FW: Plane-2-only string i18nguy supplementary-test page

From: Tex via Unicode <unicode_at_unicode.org>
Date: Mon, 13 Nov 2017 21:45:53 -0800

 

I am the author of the supplementary-test page on i18nguy.com.

 

The method for choosing the characters is described on the page, so isn’t a mystery. See below.

I do not believe any of the characters are offensive, although context matters greatly and languages evolve, so it is possible that a character can gain an offensive meaning or usage at any time.

Consider the humble eggplant…

 

The page was created to offer values for testing supplementary characters with values that would justify fixing any problems they uncover.

The values are probably not the best choice for demonstrating and marketing fonts, the usage Peter is looking for.

 

Here is an excerpt from the page:

 

In 2005, the IRG (Ideographic Rapporteur Group) <http://www.cse.cuhk.edu.hk/~irg/index.htm> identified a set ideographs, called the Ideographic International Core (IICore) <http://appsrv.cse.cuhk.edu.hk/~irg/irg/IICore/IICore.htm> . The 10,000 ideographs in the IICore are the most frequently used characters that would cover the vast majority of modern texts in all locales where ideographs are used. This collection is intended for use in devices with limited resources, such as mobile phones.

Test Characters

To have characters that are good for testing software support for the Supplementary Plane, I extracted the 62 characters from the IICORE that are in the Supplementary Plane.

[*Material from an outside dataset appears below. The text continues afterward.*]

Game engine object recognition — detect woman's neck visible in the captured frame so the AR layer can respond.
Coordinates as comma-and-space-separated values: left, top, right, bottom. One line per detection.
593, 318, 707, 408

These characters have the properties that:

· Being in IICORE they are used frequently enough to be a minimum requirement for software supporting ideographs

· They are in the Supplementary Plane and will test support for code points above U+FFFF

· They are not "oddball" values. If using them uncovers a problem, fixing the problem is inherently justified.

 

 

Tex

 

 

From: Unicode [mailto:unicode-bounces_at_unicode.org] On Behalf Of Philippe Verdy via Unicode
Sent: Monday, November 13, 2017 12:58 PM
To: James Kass
Cc: Peter Constable; Unicode list
Subject: Re: Plane-2-only string

 

 

2017-11-13 21:48 GMT+01:00 James Kass <jameskasskrv_at_gmail.com>:

Peter Constable wrote,

>> May be this test page ?
>>
>> http://www.i18nguy.com/unicode/supplementary-test.html
>
> Thanks. I’d need to know _at least something_ about what the characters
> signify, though, to have a sense of whether there’s anything potentially
> offensive.

The Plane 2 characters on that page appear to be random.

 

That's probable but the authors claim these are common characters. It's possible they collected statistics from some corpus to find some of the most widely used characters in Plane 2, without needing to understand what they would mean if they are put side by side (I had noted already that there was no punctuation at all, and the exposed collection is too long for a typical Chinese text, and in fact I would expect the presence of some CJK punctuations.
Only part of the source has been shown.